インドネシア・豪州の安保協力に日本とパプアニューギニアが参加へ 太平洋の多国間連携が拡大
【概要】インドネシアとオーストラリアが安全保障協力の枠組みを拡大し、日本とパプアニューギニアを新たに加える方針で合意した。太平洋地域における多国間安保ネットワークの強化を狙う。
【詳細】ロイター通信によると、インドネシアのプラボウォ・スビアント大統領とオーストラリアのアルバニージー首相がジャカルタで会談し、既存の二国間安全保障協力を四カ国枠組みに拡大することで基本合意した。日本とパプアニューギニアが新たなパートナーとなる。具体的な協力分野として、海洋安全保障、災害救援、情報共有、合同訓練が挙げられている。正式な枠組み合意は2026年後半に予定される外相級会合で詰める方針だ。
【背景・影響】この四カ国枠組みは、中国が太平洋島嶼国との安全保障協定を拡大している動きへの対抗と位置づけられる。パプアニューギニアは2023年に米国と防衛協力協定を締結しており、西側諸国との連携を深めている。日本にとっては、QUADやAUKUSとは異なる「南方」の安保パートナーシップとなり、シーレーン防衛の観点からも重要だ。
AIの視点
🇺🇸 ロイターは、プラボウォ大統領が就任以来「全方位外交」を掲げつつも、安全保障面では西側との協力を着実に深めている点に注目した。インドネシアはASEAN最大の軍事力を持ち、2024年の国防費は約130億ドルに拡大している。米国にとっては、同盟国間の自律的な安保ネットワーク構築は歓迎すべき動きだ。
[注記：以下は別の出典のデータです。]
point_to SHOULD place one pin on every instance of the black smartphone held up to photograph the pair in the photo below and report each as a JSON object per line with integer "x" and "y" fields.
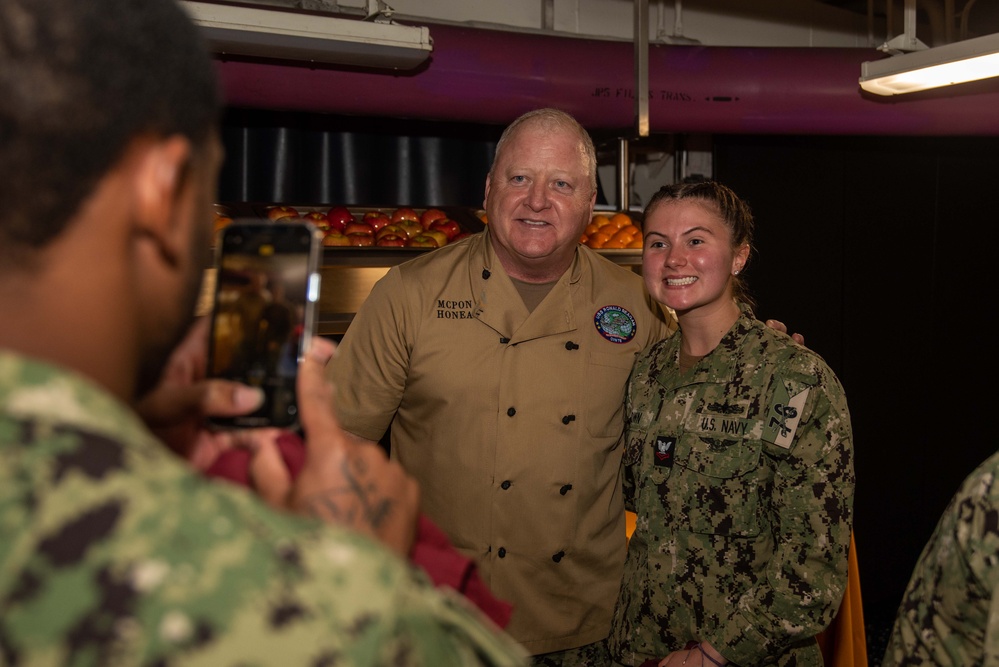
{"x": 264, "y": 313}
🇯🇵 日本はすでにインドネシアに護衛艦技術を供与し、豪州とは「円滑化協定(RAA)」を2022年に締結済みだ。四カ国枠組みへの参加は、これら既存の二国間関係を多国間に発展させる意味を持つ。高市首相はインド太平洋戦略の推進を掲げており、南太平洋への関与強化はその一環となる。防衛省は合同訓練の具体化を急ぐ方針だ。
🔍 太平洋島嶼地域の安全保障をめぐる競争は激化している。中国はソロモン諸島と2022年に安全保障協定を締結し、キリバスやバヌアツへの警察支援も拡大した。一方、米国は2023年にパプアニューギニア、パラオ、ミクロネシア連邦と相次いで防衛協定を更新・締結した。今回の四カ国枠組みは、この「太平洋争奪戦」の新たな一手となる。